How to cite this article:
Singh N, Panigrahi M, Malhotra P, Kumar A, Kaul N, Sharma A, Mehta A. Lymphomas morphologically, immunohistochemically, and ISH compatible with BL: A single-center experience. Indian J Pathol Microbiol 2021;64:870-2

How to cite this URL:
Singh N, Panigrahi M, Malhotra P, Kumar A, Kaul N, Sharma A, Mehta A. Lymphomas morphologically, immunohistochemically, and ISH compatible with BL: A single-center experience. Indian J Pathol Microbiol [serial online] 2021 [cited 2023 Mar 31];64:870-2. Available from:

Dear Editor,

Burkitt Lymphoma (BL) is a mature B-cell NHL with distinct morphology, consistent immunophenotype, and classic translocations between the immunoglobulin heavy chain and MYC genes. The revised WHO classification of lymphoid neoplasms introduced a new provisional entity “Burkitt Like Lymphoma with 11q Aberrations (BL-11q)” with gene expression and pathological characteristics of Burkitt Lymphoma (BL) and absence of MYC translocation, carrying 11q proximal gains and telomeric losses.

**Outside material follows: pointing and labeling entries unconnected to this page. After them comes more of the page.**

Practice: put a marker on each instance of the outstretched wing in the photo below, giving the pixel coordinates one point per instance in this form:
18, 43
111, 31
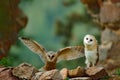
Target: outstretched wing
35, 47
70, 53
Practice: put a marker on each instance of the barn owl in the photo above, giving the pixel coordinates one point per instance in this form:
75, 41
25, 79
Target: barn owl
91, 50
50, 58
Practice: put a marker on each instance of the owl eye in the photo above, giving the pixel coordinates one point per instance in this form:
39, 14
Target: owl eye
86, 38
91, 40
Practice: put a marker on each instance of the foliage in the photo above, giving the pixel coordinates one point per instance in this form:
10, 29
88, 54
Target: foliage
7, 61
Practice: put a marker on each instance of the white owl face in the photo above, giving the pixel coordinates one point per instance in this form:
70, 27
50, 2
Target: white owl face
89, 40
50, 56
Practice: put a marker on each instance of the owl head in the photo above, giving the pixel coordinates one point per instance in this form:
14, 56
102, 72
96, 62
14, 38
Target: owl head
89, 40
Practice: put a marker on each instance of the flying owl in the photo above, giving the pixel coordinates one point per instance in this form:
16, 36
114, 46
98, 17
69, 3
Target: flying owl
50, 58
91, 50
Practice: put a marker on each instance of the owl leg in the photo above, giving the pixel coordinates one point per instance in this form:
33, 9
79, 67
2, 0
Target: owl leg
87, 63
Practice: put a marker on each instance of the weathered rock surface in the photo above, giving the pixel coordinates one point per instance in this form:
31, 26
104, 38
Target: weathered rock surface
51, 75
64, 73
78, 72
96, 72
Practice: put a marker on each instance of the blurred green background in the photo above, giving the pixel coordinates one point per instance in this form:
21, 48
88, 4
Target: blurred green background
42, 27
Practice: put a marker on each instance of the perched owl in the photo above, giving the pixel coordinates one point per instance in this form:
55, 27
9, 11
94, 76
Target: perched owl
50, 58
91, 50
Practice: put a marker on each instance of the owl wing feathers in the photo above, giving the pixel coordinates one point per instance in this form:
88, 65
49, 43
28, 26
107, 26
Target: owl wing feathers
70, 53
35, 47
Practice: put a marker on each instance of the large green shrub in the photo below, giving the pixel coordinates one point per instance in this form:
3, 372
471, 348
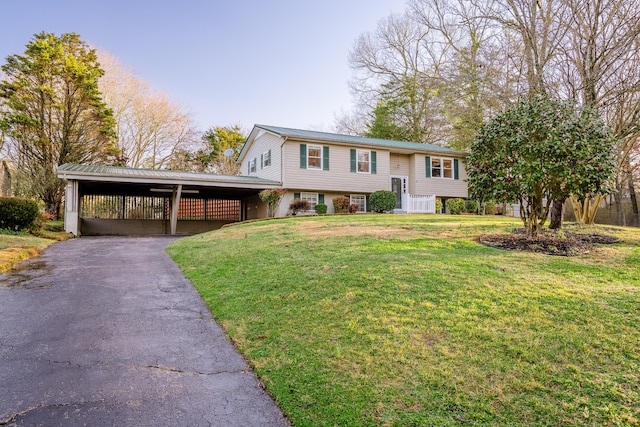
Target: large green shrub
471, 206
382, 201
18, 214
489, 207
341, 204
455, 206
299, 205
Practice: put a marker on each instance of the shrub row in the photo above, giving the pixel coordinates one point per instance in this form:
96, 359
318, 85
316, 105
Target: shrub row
18, 214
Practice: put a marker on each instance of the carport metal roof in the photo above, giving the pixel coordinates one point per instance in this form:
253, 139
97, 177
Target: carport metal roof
71, 171
113, 180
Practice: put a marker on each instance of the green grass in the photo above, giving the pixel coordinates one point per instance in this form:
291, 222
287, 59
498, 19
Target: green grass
407, 320
19, 246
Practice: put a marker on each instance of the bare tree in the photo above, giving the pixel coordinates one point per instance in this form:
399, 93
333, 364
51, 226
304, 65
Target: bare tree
602, 69
475, 83
151, 129
397, 65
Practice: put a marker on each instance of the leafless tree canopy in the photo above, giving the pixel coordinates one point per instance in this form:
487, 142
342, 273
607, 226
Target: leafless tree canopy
151, 128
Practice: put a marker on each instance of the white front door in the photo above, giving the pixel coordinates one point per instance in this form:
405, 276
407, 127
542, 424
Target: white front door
399, 188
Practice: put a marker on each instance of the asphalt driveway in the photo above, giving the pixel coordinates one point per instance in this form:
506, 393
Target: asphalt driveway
107, 331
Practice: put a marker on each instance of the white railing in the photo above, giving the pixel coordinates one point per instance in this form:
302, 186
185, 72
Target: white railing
421, 204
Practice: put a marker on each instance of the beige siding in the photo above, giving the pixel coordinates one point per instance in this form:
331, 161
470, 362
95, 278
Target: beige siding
261, 145
441, 187
400, 165
339, 176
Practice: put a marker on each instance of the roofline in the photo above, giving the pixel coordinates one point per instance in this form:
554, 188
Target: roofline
202, 180
371, 142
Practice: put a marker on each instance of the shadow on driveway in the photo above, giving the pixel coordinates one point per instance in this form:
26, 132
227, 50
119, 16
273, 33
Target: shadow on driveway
108, 331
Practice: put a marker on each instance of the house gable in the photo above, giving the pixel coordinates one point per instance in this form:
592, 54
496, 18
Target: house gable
325, 162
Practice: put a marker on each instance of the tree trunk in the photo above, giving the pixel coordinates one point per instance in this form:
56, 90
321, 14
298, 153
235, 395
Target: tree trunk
557, 215
634, 200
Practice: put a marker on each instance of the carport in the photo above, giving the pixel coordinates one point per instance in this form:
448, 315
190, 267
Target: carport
109, 200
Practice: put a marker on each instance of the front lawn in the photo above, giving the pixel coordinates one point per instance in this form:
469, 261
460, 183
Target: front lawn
408, 320
19, 246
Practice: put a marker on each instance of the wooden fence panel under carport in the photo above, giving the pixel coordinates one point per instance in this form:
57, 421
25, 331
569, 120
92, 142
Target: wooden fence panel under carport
144, 215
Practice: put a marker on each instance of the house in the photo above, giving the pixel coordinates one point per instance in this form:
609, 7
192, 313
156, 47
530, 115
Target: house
318, 166
315, 166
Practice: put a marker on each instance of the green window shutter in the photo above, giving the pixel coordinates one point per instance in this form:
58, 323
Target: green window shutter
354, 164
325, 158
303, 156
374, 159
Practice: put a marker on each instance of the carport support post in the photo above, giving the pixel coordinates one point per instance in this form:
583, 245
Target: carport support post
175, 203
72, 208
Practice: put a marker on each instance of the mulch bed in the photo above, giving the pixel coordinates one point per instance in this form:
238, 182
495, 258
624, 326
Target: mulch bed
549, 242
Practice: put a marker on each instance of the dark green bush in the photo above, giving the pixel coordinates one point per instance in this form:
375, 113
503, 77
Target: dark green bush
471, 206
341, 204
455, 206
490, 207
382, 201
299, 205
321, 208
18, 214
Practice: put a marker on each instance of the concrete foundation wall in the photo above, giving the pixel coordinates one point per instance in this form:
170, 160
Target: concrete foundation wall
142, 227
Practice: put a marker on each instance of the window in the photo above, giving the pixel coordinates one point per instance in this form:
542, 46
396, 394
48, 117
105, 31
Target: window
442, 168
363, 161
312, 198
360, 200
266, 159
314, 157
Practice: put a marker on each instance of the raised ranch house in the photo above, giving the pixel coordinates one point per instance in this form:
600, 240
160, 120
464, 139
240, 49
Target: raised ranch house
318, 166
314, 166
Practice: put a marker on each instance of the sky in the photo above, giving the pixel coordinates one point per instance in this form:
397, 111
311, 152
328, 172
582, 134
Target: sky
245, 62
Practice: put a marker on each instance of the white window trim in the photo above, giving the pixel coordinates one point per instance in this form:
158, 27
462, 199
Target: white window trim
312, 206
319, 147
358, 151
265, 160
442, 168
364, 198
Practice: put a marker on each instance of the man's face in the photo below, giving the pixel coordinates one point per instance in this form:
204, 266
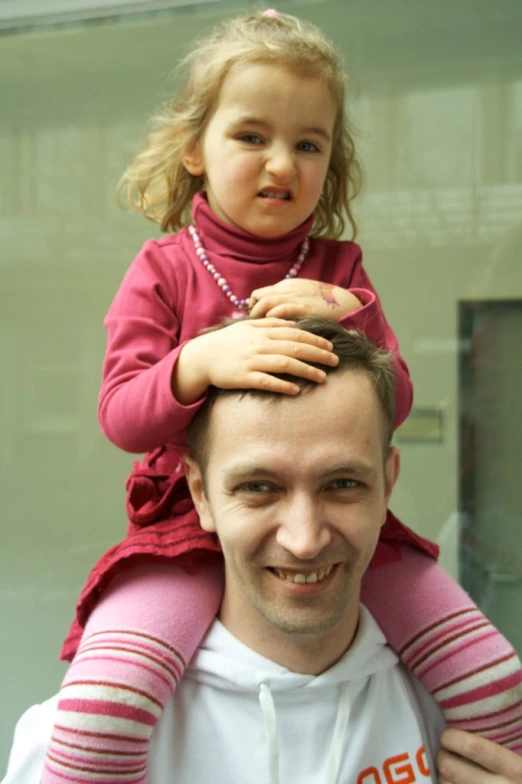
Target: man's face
297, 492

The minimal region of gain (MGR) and loss (MLR) has been defined at 11q23.3 and 11q24.1-q25 respectively based on the studies by Ferreiro et al. (2015) and Salaverria et al. (2014).[1],[2],[3] Compared to BL, these lymphomas have more complex karyotypes, lower levels of C-MYC expression, a certain degree of cytological pleomorphism, and frequently a nodal presentation. The clinical course seems to be similar to BL but the number of cases reported is still limited. The study by Farre et al. documented 11 cases of BL-11q based on CN analysis. They suggested that BL-11q is genetically similar to DLBCL rather than BL as they lacked the typical BL mutations in ID3, TCF3, or CCND3 genes.[4] In addition, they showed that BL-11q differed clinically, morphologically, and phenotypically from conventional BL and instead showed features more similar to high-grade B-cell lymphomas (HGBCL) or DLBCL such as higher incidence in younger patients <40 years, propensity for localized lymphadenopathy, and favorable treatment outcome, although treatment needs to be validated.[5],[6]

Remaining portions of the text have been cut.